Cyberbullying. They may receive or be the subject of mean comments, messages and posts. They may be left out of groups online. This can increase stress and feelings of isolation. They may also engage in bullying online themselves.
Risk-taking online behaviour. Physical distancing and lack of face to face interaction with friends and partners may lead to them taking risks or doing things they might otherwise not do online - for example, through sexting (sending sexually explicit messages) and sharing nude and sexual photos and videos. Their image may then be shared by others without their consent. And they be at risk of extortion, revenge porn, harassment and humiliation. Sending and receiving content can also risk criminal consequences.
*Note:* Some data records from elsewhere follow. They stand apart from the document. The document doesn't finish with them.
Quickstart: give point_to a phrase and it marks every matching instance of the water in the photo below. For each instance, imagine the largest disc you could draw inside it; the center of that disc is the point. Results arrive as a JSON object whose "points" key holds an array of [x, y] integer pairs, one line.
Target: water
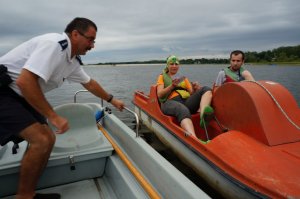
{"points": [[122, 81]]}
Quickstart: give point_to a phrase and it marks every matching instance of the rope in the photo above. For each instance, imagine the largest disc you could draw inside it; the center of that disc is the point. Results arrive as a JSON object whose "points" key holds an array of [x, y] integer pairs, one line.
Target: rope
{"points": [[276, 102]]}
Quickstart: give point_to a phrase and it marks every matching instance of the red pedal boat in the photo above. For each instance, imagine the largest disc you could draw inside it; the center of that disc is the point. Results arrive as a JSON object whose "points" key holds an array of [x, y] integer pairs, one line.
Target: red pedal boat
{"points": [[252, 147]]}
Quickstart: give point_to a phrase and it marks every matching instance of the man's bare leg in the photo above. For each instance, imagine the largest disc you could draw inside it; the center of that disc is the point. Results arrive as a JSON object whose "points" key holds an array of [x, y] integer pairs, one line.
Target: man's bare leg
{"points": [[187, 125], [41, 141], [205, 101]]}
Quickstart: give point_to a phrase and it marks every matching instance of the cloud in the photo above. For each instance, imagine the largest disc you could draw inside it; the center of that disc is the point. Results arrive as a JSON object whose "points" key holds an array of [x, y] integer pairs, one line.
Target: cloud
{"points": [[134, 30]]}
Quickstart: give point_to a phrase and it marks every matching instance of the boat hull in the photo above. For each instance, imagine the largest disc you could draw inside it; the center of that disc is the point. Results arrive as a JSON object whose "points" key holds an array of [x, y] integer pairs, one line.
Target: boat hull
{"points": [[202, 167], [252, 147]]}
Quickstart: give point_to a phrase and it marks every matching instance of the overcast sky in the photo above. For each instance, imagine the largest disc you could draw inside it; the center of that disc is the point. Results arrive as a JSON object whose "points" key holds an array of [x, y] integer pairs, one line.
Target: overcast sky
{"points": [[139, 30]]}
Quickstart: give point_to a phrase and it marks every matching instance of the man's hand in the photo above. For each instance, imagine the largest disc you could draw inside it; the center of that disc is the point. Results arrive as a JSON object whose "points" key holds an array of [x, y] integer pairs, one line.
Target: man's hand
{"points": [[118, 104], [196, 86], [61, 124]]}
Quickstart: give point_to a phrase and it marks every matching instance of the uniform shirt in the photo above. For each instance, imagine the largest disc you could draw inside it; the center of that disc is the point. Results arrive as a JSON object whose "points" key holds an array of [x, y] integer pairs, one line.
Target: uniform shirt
{"points": [[49, 57], [160, 81]]}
Potentially harmful content. This includes accessing, being sent and sharing harmful content such as: incitement to suicide and self-harm; violent or xenophobic content; and marketing that is not appropriate for children. They may also be exposed to misinformation about COVID-19 that may make them more fearful, anxious and confused about their world.
Children’s privacy may also be at greater risk. Many of the apps, including those that schools may ask your child to use, may pose privacy risks to users, and may result in their data being compromised, or in personal details and information that may not usually be shared online, becoming easily accessed and exploited.
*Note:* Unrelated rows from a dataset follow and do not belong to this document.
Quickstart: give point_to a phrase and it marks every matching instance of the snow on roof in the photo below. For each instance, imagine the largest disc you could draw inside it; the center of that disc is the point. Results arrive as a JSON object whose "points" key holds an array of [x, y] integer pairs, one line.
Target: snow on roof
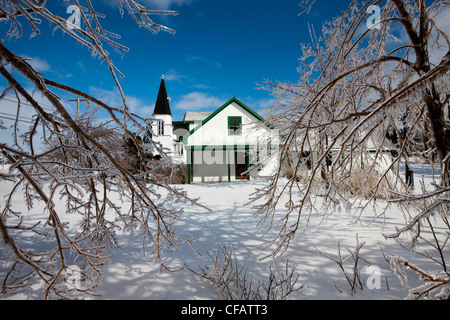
{"points": [[196, 116]]}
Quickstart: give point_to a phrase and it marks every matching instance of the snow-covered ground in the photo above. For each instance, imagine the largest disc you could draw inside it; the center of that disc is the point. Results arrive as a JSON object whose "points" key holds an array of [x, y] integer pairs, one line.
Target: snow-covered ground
{"points": [[231, 223]]}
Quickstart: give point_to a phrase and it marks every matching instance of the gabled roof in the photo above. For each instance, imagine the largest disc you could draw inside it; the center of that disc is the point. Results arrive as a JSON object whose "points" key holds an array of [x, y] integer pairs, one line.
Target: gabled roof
{"points": [[193, 116], [162, 102], [234, 99]]}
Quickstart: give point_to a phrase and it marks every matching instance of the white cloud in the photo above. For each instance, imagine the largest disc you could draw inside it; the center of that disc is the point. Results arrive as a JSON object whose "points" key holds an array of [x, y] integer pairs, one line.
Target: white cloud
{"points": [[38, 64], [198, 101], [165, 4], [112, 98], [172, 75]]}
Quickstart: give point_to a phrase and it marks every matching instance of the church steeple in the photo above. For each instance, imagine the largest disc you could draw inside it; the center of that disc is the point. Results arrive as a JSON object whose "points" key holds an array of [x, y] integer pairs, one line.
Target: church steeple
{"points": [[162, 106]]}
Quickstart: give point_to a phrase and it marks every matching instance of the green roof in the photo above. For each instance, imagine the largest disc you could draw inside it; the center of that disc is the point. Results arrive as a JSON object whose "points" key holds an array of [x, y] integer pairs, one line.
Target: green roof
{"points": [[234, 99]]}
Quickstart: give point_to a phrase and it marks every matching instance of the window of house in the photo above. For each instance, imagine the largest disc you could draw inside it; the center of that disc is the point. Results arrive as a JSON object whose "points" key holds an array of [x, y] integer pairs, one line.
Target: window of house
{"points": [[160, 128], [234, 126]]}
These risks do not only come from strangers, but also people that they may already know online or offline.
While children and adolescents will no doubt be spending more time online, remember that not all time spent online, in front of a screen, is the same. It will be almost impossible for you to prevent your child going online for longer, when they have few other alternatives to get them out of the house. If we think of children not so much as being obsessed with technology, rather that they are enthusiastic about the opportunities that technology offers, then we are better placed to think about how to manage the time that children spend online.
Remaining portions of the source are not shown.